Numa resposta vaga e sem qualquer estudo – e usando a palavra accountability erroneamente, mas talvez premonitória em relação à corrupção futura -, assim tratou o presidente da Capes, Anderson Ribeiro Correia, nomeado pelo então ministro da Educação, Ricardo Vélez Rodríguez, sobre a fusão das Agências, verbis: “não é desarrazoado pensar que a atual existência de mais de umente de fomento, com omissões semelhantes, vinculados a Ministérios distintos,impõe evidentes dificuldades de governança quanto à aplicação dos recursos públicos, bem como aferição de seu efetivo retorno à sociedade (accountability1). Logo, para além do discurso de economia operacional, é forçoso reconhecer que, aprioristicamente, uma eventual incorporação ou fusão traria vantagens muito maiores do ponto de vista da referida governança e da indução mais efetiva ao desenvolvimento científico e tecnológico do país2.”Ora, o que significa isso?

Num processo de destruição do SNCTI a próxima etapa, após a fusão das agências, seria a incorporação da Financiadora de Estudos e Projetos- Finep, agência de inovação do governo federal, ao Banco Nacional de Desenvolvimento Econômico e Social – BNDES.

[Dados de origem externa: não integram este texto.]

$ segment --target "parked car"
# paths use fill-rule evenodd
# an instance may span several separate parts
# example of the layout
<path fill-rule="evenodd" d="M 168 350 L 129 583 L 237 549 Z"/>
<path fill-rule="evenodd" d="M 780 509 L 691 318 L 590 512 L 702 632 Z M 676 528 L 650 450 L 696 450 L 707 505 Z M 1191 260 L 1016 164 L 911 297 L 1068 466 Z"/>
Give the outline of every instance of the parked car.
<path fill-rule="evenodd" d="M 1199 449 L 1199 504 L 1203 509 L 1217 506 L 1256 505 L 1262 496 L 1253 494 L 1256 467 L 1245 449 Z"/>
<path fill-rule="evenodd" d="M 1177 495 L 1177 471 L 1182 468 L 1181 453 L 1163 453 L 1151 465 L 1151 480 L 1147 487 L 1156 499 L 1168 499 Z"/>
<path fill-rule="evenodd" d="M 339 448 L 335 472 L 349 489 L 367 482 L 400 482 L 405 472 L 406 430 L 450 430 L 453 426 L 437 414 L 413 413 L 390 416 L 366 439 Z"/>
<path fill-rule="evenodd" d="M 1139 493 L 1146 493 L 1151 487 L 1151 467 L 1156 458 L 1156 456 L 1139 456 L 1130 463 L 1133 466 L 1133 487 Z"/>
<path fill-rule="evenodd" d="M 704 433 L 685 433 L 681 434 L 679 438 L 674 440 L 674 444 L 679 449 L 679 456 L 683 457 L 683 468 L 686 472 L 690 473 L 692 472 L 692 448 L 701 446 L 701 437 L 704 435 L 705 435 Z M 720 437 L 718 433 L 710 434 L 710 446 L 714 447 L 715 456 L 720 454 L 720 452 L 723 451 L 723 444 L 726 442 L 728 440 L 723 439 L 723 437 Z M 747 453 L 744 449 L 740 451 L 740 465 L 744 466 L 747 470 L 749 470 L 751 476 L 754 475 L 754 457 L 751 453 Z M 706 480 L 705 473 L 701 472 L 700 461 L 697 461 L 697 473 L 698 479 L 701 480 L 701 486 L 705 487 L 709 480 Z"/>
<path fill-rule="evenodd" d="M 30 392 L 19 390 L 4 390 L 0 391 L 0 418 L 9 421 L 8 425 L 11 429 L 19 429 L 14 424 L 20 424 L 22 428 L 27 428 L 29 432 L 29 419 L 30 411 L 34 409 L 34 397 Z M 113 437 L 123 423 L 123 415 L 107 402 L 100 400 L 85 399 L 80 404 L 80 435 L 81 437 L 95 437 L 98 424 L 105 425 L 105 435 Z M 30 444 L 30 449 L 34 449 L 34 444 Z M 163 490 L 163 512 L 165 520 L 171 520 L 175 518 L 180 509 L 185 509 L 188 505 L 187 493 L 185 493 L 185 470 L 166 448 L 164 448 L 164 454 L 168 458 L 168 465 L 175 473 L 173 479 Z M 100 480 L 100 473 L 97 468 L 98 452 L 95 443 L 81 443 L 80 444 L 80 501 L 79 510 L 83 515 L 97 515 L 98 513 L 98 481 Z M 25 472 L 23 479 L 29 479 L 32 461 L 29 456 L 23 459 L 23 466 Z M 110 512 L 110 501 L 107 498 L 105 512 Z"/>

 Tanto uma como outra medida conduzem, veladamente e de forma pré-concebida pelo governo em exercício, para o desmonte da pesquisa e fomento em CT&I, formação continuada de recursos humanos e produção de produtos e processos inovadores no País, atividades desenvolvidas por CNPq, Capes e Finep, respectivamente.

Inobstante ter aposto 25 vetos à Lei de Diretrizes Orçamentárias -LDO para 2020, o governo federal – positivamente, diga-se – preservou a proposta de emenda à LDO do deputado João H. Campos (PSB/PE) que impede o contingenciamento e a limitação de empenho as ações classificadas na função CT&I, no âmbito do ministério – MCTIC.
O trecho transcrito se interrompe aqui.